Sono diversi gli elementi con i quali la ricerca ha agganciato i riferimenti dipinti a quelli reali del paesaggio. Non solo il ricordato Ponte del Diavolo, ma anche la “coincidenza del corso serpentino del Trebbia e la coincidenza della grande ansa di fronte a Piancasale con quello che si assimila a uno slargo lacustre alle spalle della modella. Ulteriori approfondimenti sono in corso sulle montagne: la finestra tettonica di Bobbio e le sue formazioni ofiolitiche  – in particolare la Parcellara  –  erano infatti di indubbio interesse per Leonardo” si legge nella relazione di Glori.
Nel 2012 la studiosa aveva scoperto grazie alla riflettografia (l’esame agli infrarossi) un arco, poi coperto con il colore, circa nel punto dove verrà quindi dipinto, il Ponte Gobbo. Un ulteriore tassello, perché “sta a comprovare l’esistenza concreta del ponte, in quanto non necessitano disegni schematico – preparatori di quel tipo per dipingere un ponte del tutto simbolico” scrive la studiosa in un articolo del 2012.
Tutti questi elementi secondo la tesi non solo svelano il paesaggio, ma consentirebbero di risalire al punto di vista del pittore, al luogo esatto cioè dove Leonardo poteva ammirare il panorama che avrebbe dipinto. Lasciando un po’ correre la fantasia ci si può immaginare la Monna Lisa che punta il suo sguardo in direzione del pittore e il grande artista che con gli occhi cattura l’anima della donna e lo scenario visibile da una finestra del castello di Bobbio.
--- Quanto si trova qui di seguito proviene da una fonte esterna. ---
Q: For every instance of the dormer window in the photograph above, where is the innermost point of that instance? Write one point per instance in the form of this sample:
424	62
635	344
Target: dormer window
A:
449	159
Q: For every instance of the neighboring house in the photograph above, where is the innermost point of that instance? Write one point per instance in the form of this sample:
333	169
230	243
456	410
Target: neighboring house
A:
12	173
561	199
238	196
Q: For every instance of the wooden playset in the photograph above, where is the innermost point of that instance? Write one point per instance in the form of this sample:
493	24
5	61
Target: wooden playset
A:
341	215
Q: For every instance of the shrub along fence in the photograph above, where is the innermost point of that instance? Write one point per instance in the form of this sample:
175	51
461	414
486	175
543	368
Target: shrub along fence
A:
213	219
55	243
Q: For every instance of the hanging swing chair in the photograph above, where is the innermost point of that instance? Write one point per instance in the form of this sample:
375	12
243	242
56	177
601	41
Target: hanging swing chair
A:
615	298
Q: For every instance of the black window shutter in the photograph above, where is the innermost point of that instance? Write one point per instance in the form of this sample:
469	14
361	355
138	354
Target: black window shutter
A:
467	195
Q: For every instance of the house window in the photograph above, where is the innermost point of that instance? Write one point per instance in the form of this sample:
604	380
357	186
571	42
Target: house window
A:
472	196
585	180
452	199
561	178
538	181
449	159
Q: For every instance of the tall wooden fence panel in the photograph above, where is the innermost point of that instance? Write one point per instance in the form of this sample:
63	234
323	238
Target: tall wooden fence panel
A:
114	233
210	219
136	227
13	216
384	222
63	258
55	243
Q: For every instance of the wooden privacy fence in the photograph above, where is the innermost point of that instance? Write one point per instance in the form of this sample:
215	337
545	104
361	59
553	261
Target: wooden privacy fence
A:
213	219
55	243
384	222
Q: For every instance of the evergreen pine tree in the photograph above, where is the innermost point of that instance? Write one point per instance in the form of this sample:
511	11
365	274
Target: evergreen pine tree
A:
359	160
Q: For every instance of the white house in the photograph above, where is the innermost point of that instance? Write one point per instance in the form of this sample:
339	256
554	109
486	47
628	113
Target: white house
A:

“Il Pittore – dice Glori – non risulta abbia operato manipolazioni, giustapposizioni o ibridazioni di paesaggi diversi né forzate compressioni, e infatti quello identificato, pur artisticamente rielaborato, risulta reale nella sua interezza e concretamente rispondente alla vista che se ne ha dalla finestra del castello sulla facciata nord est del castello, e di cui si mira, sotto l’aspetto tecnico, a individuare con maggiore esattezza la localizzazione. Gli architetti hanno operato una minima compressione, calcolata ispirandosi a criteri indicati da Leonardo stesso in  alcuni punti del Trattato della pittura, riuscendo con tale procedura a ricostruire oltre alla vista del ponte reale da quella indicativa finestra anche lo spostamento virtuale un po’ all’indietro del ponte Gobbo nel  dipinto”, espediente usato da Leonardo, secondo la studiosa “per farlo stare intero nel quadro e per fini estetici e simbolici”.
Lo stesso castello è stato oggetto di una ricostruzione 3D nell’aspetto che doveva avere alla fine del 15esimo secolo e quindi collocato nel paesaggio, elaborato sempre in tridimensionale.
Leonardo avrebbe insomma lasciato una vera e propria mappa nei dettagli del dipinto. “La scelta delle dieci coordinate dello sfondo – conclude Glori – da parte del pittore è stata lungimirante, sia per la loro potenza simbolica sia perché gli elementi del paesaggio bobbiese reale che ad esse corrispondono hanno resistito nei secoli, essendo rimasti riconoscibili o comunque storicamente documentati”.